The lamprey spends most of its life in the sea, where it uses a circular sucker to attach itself to other fish. It feeds by rasping a hole in their flesh and then, like a leech, it sucks out a meal of blood. The adults, which are over 400 mm long, spawn in fresh water, and thus migrate into rivers from the sea to spawn in small headwater streams. The adults do not feed while in fresh water and so are not parasitic on freshwater fish, although North American species in the Great Lakes do feed on salmonids.
Lampreys can be distinguished from eels by the presence of the circular sucker instead of a mouth and by the seven gill openings along their sides just behind the head. Male adult lampreys also have large pouches just behind their mouths. When they first come in from the sea, lampreys are bright silvery-blue but soon change to a drab dark grey colour.

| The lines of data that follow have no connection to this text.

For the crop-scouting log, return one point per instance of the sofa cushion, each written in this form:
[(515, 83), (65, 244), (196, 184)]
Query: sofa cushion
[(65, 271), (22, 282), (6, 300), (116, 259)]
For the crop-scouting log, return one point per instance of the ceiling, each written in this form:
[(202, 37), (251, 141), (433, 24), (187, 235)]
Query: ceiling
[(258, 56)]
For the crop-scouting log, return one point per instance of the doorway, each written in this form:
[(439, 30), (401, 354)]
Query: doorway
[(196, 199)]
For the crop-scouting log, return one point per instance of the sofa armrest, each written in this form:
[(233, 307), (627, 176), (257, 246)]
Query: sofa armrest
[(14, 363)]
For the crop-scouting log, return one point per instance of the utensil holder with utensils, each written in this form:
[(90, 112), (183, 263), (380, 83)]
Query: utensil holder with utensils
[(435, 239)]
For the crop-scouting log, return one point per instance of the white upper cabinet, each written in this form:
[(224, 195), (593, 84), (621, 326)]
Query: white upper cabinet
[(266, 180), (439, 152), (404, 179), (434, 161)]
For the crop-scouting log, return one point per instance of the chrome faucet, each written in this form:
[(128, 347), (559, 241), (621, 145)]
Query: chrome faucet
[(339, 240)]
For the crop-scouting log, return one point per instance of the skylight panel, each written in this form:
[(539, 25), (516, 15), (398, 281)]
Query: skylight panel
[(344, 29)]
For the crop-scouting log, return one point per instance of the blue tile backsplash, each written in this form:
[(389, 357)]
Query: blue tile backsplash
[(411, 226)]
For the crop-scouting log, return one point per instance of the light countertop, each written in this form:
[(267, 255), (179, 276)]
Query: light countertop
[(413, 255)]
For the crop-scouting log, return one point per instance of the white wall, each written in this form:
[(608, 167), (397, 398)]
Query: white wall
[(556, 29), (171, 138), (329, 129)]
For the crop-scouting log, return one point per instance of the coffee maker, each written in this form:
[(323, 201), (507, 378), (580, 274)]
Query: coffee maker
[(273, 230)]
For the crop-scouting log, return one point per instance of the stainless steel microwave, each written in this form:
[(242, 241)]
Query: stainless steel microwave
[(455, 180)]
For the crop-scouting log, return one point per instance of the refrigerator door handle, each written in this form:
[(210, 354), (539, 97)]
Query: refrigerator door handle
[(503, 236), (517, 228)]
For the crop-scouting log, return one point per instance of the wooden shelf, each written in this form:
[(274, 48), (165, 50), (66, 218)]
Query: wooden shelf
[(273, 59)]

We believe juvenile lampreys spend up to four years in fresh water before migrating to the sea. At first they are a muddy brown colour and look like small eels. They appear different from eels by having seven gill openings and no eyes. At this stage, they inhabit sandy banks along the sides of streams. As they approach the size for migration to the sea, juvenile lampreys develop eyes and change to a bright silvery-blue, just like the adults. However, they are only about 100 mm long at this stage.
Lampreys are found throughout New Zealand, and also in Australia and South America. Despite their wide distribution, they have not been reported from Stewart or Chatham islands. Generally they occur close to the coast at low altitudes. On returning to freshwater to breed, adults can use their circular sucker to latch onto and surmount obstacles such as rapids and small falls. Little is known about their breeding habits.
Lampreys were an important food resource for Maori, and elaborate weirs were constructed to catch them. This traditional fishery still occurs on a small scale in the Wanganui River near Pipiriki.